Osisko can focus on smaller royalties in perspective areas, providing excellent optionality as it has a robust four-to-five-year organic production growth profile. That isn't to say the company won't engage in more significant royalty or streaming transactions.

Silvercorp Metals: Reported production for its fiscal year 2021. During its fiscal year, the company produced 6.3m oz. Ag, 68.4m lbs. Pb and 28m lbs. Zn. The Ying Mining camp continues to perform well, producing 5.6m oz. Ag and 57.8m lbs. Pb @ 290 g/t Ag and 4.30% Pb.

Silvercrest Metals: The high-grade development company announced additional high-grade infill and expansionary drill results from the Babi Vista veins splay, Babi Vista vein, Granaditas 1 vein, Granaditas 2 vein, and adjacent hangingwall and footwall veins in the Babicanora area of its Las Chispas project. Highlights from this press release include:

  • Confirmation of the southeastern vein continuity and convergence of the Babi Vista, Splay, and Granaditas veins. With high-grade exploration footprints, Mineral resources can now be traced for an estimated 1.3 kilometers of vein strike length.
  • The latest 31 drill holes within the high-grade footprint of the Splay have an average estimated true width of 0.91 meters @ 16.12 grams g/t Au and 1,351.5 g/t Ag.
  • The seven mineralized drill holes in the Granaditas 1 Vein, included in this release, have an average width of 1.57m @ 19.24 g/t Au and 5,095.1 g/t Ag. This compares to the vein's Inferred Mineral Resource that contains 1.1 million AgEq oz @ 3.20 g/t Au and 260.0 g/t Ag, or 538 g/t AgEq with an E.T.W. of 0.61 meters.
  • Significant drilling results:
    • Splay - Hole BV21-252 intercepted an ETW of 2.27m @ 87.05 g/t Au and 6,469.2 g/t Ag.
    • Granaditas 1 Vein – Hole BV20-221 intercepted an E.T.W. of 3.65. @ 40.42 g/t Au and 6,089.4 g/t Ag.
    • Granaditas 1 Vein - Hole GR21-28 intercepted an ETW of 0.40m grading 114.00 g/t Au and 78,872.0 g/t Ag.

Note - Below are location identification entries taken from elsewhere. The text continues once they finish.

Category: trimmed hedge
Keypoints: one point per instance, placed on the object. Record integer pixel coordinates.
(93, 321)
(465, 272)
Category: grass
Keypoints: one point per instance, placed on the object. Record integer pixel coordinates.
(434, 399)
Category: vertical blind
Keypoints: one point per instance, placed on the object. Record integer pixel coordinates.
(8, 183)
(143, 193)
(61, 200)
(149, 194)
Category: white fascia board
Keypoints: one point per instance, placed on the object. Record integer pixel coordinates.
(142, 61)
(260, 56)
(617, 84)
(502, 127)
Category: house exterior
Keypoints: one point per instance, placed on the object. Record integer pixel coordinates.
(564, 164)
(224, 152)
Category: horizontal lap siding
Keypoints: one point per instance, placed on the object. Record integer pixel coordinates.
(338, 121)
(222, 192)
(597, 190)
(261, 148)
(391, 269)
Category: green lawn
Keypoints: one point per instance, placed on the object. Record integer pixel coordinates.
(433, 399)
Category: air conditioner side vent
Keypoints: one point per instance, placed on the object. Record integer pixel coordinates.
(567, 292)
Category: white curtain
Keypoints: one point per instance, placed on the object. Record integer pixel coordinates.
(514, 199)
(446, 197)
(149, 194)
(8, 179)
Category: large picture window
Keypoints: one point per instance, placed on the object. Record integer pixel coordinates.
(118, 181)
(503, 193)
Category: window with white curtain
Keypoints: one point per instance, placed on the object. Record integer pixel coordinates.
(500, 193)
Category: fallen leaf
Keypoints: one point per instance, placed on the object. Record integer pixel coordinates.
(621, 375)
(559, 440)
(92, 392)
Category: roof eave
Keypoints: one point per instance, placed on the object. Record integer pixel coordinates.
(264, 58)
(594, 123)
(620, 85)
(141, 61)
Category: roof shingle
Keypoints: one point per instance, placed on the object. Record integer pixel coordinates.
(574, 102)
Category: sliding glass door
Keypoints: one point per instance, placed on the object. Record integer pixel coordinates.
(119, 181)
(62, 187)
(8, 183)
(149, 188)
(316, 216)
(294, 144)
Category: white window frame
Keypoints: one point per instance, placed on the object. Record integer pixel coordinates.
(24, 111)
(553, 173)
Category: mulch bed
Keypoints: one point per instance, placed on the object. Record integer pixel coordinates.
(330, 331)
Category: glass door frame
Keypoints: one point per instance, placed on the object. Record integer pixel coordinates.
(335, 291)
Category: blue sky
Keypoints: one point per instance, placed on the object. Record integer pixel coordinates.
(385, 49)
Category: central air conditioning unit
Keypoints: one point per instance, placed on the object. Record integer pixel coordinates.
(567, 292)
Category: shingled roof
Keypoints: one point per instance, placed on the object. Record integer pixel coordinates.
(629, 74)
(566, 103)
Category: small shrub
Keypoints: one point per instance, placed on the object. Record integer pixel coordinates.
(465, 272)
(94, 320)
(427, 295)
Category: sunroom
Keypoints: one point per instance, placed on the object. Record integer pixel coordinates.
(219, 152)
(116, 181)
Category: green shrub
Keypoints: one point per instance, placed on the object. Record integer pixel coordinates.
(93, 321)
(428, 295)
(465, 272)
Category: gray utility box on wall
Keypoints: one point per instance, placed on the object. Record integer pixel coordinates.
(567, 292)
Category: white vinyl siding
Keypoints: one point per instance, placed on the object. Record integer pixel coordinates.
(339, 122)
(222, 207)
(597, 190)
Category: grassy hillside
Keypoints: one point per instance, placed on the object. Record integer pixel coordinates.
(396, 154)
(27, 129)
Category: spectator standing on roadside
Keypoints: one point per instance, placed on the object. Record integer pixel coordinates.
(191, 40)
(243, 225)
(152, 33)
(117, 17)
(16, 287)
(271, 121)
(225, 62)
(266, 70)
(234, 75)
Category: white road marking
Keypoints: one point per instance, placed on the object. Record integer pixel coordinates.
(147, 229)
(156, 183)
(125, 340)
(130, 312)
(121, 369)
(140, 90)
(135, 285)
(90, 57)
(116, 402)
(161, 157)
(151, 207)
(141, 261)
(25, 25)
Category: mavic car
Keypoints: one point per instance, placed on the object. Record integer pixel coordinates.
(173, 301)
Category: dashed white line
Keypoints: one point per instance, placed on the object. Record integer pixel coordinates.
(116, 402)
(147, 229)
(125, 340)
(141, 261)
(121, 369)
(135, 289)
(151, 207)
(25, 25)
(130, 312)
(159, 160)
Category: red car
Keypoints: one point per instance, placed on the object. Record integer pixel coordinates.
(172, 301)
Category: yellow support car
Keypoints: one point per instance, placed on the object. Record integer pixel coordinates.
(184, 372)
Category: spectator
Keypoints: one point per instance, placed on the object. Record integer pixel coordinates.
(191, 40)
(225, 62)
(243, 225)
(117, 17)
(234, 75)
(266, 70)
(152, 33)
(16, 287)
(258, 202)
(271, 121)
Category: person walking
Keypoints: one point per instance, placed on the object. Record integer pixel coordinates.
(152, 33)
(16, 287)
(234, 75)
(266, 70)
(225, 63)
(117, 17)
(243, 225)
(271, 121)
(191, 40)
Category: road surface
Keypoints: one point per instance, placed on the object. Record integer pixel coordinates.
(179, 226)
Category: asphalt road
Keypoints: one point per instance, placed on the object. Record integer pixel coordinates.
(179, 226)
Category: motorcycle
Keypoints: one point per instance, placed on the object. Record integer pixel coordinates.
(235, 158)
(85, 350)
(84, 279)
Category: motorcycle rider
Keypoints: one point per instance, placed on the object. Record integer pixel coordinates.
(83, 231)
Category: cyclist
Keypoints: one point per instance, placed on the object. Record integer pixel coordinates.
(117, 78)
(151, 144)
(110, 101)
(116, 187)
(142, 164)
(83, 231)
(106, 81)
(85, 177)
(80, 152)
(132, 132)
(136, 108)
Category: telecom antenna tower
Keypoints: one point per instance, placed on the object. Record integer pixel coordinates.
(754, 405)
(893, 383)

Wesdome: Reported Q1 production of 22.56k oz. Au. Eagle River grades were slightly below the low end of guidance. However, it increased through the quarter, reaching 15.3 g/t in March. The company expects to be within guidance for the year. Underground operations showed steady improvement in improving efficiencies throughout the quarter, which is expected to continue. Mill throughput increased by 6% over Q1 2020 due to higher mill availability. Quarterly gold production is expected to increase for the remainder of the year.